Thursday, October 15, 2009

Radio Music Lessons

I think I have at last found a confirmed "first" radio music lesson. Joe Maddy is an arcane and obscure character in radio. In the text "Joe Maddy of Interlochen" I found the following passage:
"Joe started giving music lessons by radio from Ann Arbor. Nineteen hundred thirty-one was a time long before educational programs on radio and television came into vogue. The University's Director of Broadcasting had first asked Joe to give lessons in music appreciation."
In 1928 he began the National Music Camp in Interlochen Michigan. There, in 1932, Joe began teaching music classes by radio. By 1936 Joe was doing five shows a week. Four of these were from WJR at the University of Michigan over Station in Detroit. The fifth was at WMAQ in Chicago. His WMAQ gig continued for 3 years on the NBC Blue Network. Hundreds of thousands of people were listening and learning.

Then James Caesar Petrillo stomped all over it. Petrillo was the head of the American Federation of musicians. Petrillo threatened to organize a strike of all NBC musicians if the program continued. Joe knew Petrillo from his days as the head of the Chicago musicians Union. It was no idle threat. Joe of course had king-size balls and put together his own orchestra of students and scabs. He threatened to tell the world about Petrillo's maneuvers and his friends all counseled him to stand down.

Joe took even odds on the broadcast and steered clear of the loaded topic. Instead he tried to negotiate peace through the Louisville AFM. Petrillo intervened and at a closed door meeting Joe Maddy'd proposals for conduct which while initially well-received got a verdict of inaction. Ultimately NBC picked up the union tab. Eventually The FCC and the Department of Justice got involved, but just the same Joe and James would be at war for 14 years. More here.

Petrillo went after Joe because his orchestra, even though hosted by a school, made a profit. The justice department disagreed and said they fit the definition of a a non-profit educational institution. Petrillo was so pissed he extended the ban to all non-coms. He was way past winning the war. he had fixated on this single battle with Joe. Whatever greater goals Petrillo had set out with.. he had lost sight of them. Senate hearings began. Joe circulated pamphlets accusing Petrillo of being a fiat dictator. More here.

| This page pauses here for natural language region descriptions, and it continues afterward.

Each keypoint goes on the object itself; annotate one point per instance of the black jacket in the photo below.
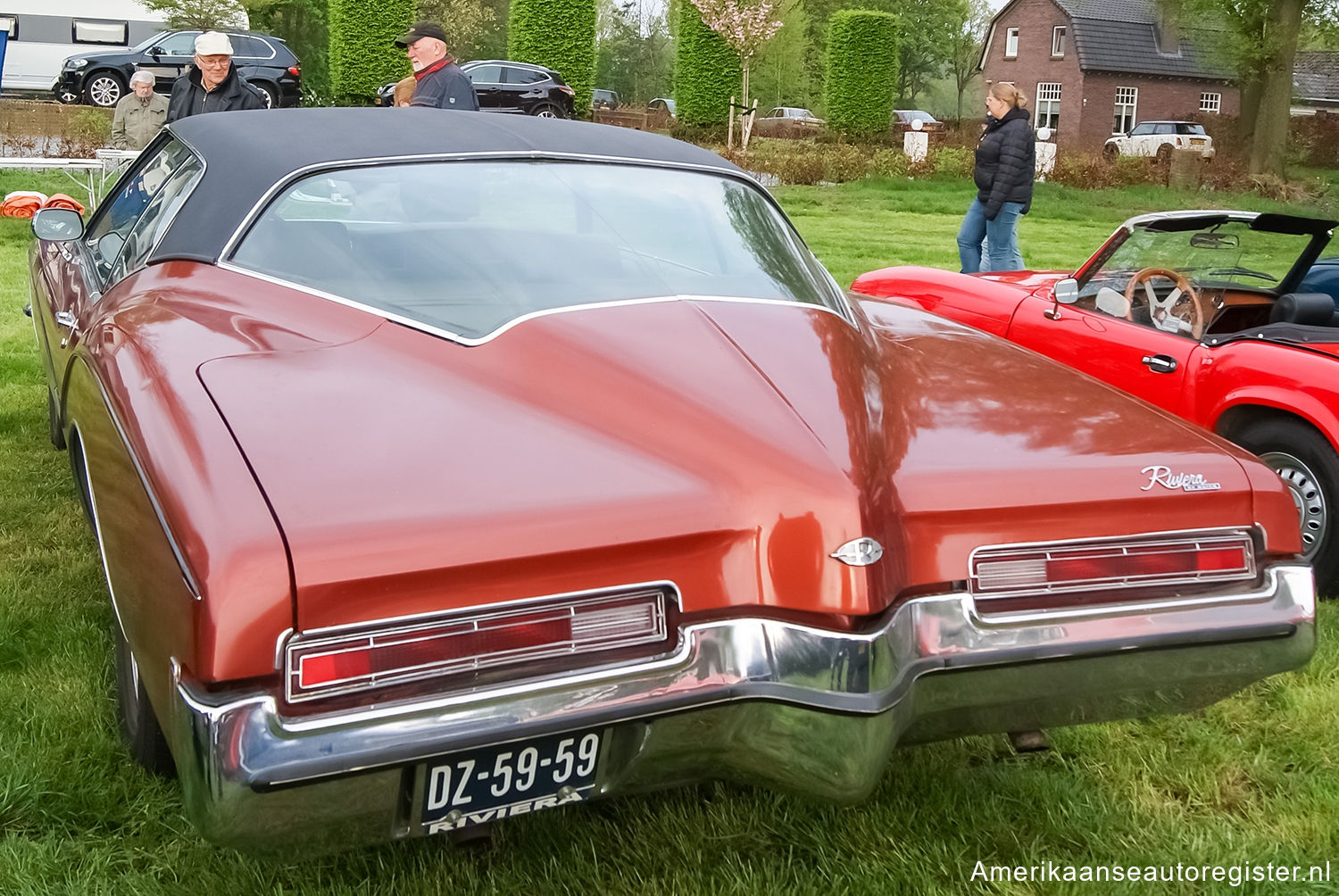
(190, 98)
(1006, 162)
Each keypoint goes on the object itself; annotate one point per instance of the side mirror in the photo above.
(59, 225)
(1066, 291)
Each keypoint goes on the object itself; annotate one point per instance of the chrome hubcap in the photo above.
(1312, 513)
(104, 91)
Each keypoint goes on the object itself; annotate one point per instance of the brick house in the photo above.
(1093, 69)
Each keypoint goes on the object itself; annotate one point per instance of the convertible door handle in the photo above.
(1160, 363)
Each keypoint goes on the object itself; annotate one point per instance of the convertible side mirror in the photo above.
(1065, 292)
(59, 225)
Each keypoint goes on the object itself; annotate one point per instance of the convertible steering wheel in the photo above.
(1180, 312)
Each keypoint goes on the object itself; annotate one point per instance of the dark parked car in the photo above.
(101, 78)
(513, 87)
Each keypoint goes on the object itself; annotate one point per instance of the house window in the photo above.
(1127, 99)
(1049, 106)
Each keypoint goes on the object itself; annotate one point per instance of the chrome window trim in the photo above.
(514, 321)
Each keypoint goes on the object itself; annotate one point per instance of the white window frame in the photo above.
(1049, 104)
(1132, 104)
(98, 31)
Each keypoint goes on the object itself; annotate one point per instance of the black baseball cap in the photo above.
(420, 29)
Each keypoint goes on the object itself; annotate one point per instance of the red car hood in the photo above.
(730, 448)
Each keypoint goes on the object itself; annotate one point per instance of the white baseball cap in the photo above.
(213, 43)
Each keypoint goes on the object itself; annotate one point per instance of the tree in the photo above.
(206, 15)
(964, 46)
(744, 29)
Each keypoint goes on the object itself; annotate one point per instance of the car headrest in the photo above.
(1304, 308)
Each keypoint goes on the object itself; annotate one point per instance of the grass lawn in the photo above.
(1251, 780)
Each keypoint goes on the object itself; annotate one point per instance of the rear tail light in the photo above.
(385, 654)
(1052, 575)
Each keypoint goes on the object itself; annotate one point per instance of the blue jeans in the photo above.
(999, 235)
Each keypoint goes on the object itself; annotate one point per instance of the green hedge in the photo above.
(559, 34)
(363, 53)
(861, 70)
(706, 71)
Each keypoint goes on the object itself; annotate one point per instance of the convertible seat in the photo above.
(1304, 310)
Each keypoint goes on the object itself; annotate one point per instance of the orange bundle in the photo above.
(21, 203)
(62, 201)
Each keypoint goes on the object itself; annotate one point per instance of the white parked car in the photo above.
(1160, 138)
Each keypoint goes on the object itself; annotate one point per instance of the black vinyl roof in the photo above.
(246, 153)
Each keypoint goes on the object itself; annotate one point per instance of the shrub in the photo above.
(706, 70)
(559, 34)
(861, 55)
(363, 53)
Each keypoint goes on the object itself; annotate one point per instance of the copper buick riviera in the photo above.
(447, 468)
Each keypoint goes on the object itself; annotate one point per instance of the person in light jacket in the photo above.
(1006, 163)
(213, 83)
(139, 114)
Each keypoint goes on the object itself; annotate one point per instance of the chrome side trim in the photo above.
(514, 321)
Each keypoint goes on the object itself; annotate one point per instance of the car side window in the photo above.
(179, 45)
(511, 75)
(485, 74)
(112, 224)
(149, 229)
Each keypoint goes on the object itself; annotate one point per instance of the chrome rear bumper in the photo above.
(754, 701)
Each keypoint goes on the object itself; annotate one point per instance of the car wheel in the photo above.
(58, 436)
(1310, 468)
(104, 88)
(136, 716)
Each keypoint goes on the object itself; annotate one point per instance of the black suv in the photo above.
(101, 78)
(516, 87)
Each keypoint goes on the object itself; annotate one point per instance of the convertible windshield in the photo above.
(1227, 253)
(469, 245)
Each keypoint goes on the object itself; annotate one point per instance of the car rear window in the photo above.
(468, 246)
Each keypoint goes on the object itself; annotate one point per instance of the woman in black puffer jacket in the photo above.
(1006, 161)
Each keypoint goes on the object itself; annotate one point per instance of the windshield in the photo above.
(466, 246)
(1224, 254)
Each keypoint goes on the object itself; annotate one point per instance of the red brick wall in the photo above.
(1087, 99)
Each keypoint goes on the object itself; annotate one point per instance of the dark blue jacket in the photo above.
(1006, 162)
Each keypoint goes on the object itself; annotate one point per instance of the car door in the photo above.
(1135, 358)
(173, 54)
(117, 243)
(487, 87)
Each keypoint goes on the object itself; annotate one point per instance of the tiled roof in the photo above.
(1315, 75)
(1122, 35)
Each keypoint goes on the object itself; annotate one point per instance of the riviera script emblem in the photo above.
(1177, 481)
(861, 552)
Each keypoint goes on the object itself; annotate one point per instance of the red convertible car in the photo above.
(449, 468)
(1204, 313)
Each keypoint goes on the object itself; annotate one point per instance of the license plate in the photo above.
(508, 780)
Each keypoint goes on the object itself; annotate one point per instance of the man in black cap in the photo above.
(441, 83)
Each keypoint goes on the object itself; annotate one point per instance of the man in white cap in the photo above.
(139, 114)
(213, 83)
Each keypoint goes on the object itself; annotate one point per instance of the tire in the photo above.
(1310, 468)
(136, 716)
(58, 436)
(104, 88)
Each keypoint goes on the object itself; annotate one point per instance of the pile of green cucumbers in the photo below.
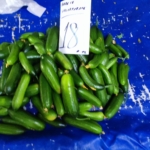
(75, 90)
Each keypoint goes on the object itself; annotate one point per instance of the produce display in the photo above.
(63, 88)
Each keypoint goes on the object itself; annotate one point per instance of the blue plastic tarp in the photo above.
(129, 23)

A bill was written by Senator Vandenbergn protecting the rights of the non-commercial license. The the Lea Act, then the Lea Act passed a legal challenge. then they had to go to the supreme court. Petrillo was furious. He kicked Joe out of the union. He banned AFM musicians from teaching at the school in Interlochen where Joe's program resided. It was a phyrric victory. the overt abuses of power unmade himself. Eventually the day came when Petrillo himself had to take the stand and defend his actions. The Supreme court upheld the Lea Act. In July of 1947 Petrillo finally consented to the law and lifted the ban.

1948, Maddy went to NBC seeking to resume the program but was rebuffed. Mutual Broadcasting had to such qualms. But after only a week Mutual backed out. Petrillo was still out there and Joe was still on the Union blackball list. In 1963 Maddy fully realized the dream when His School at Interlochen founded Interlochen Public Radio. WIAA 88.7 FM is still on the air today.

Maddy died in 1966. The National Music Camp is now known as the Interlochen Center for the Arts. He is audible by voice on a CD released by the Center in a farewell from May 11th 1937.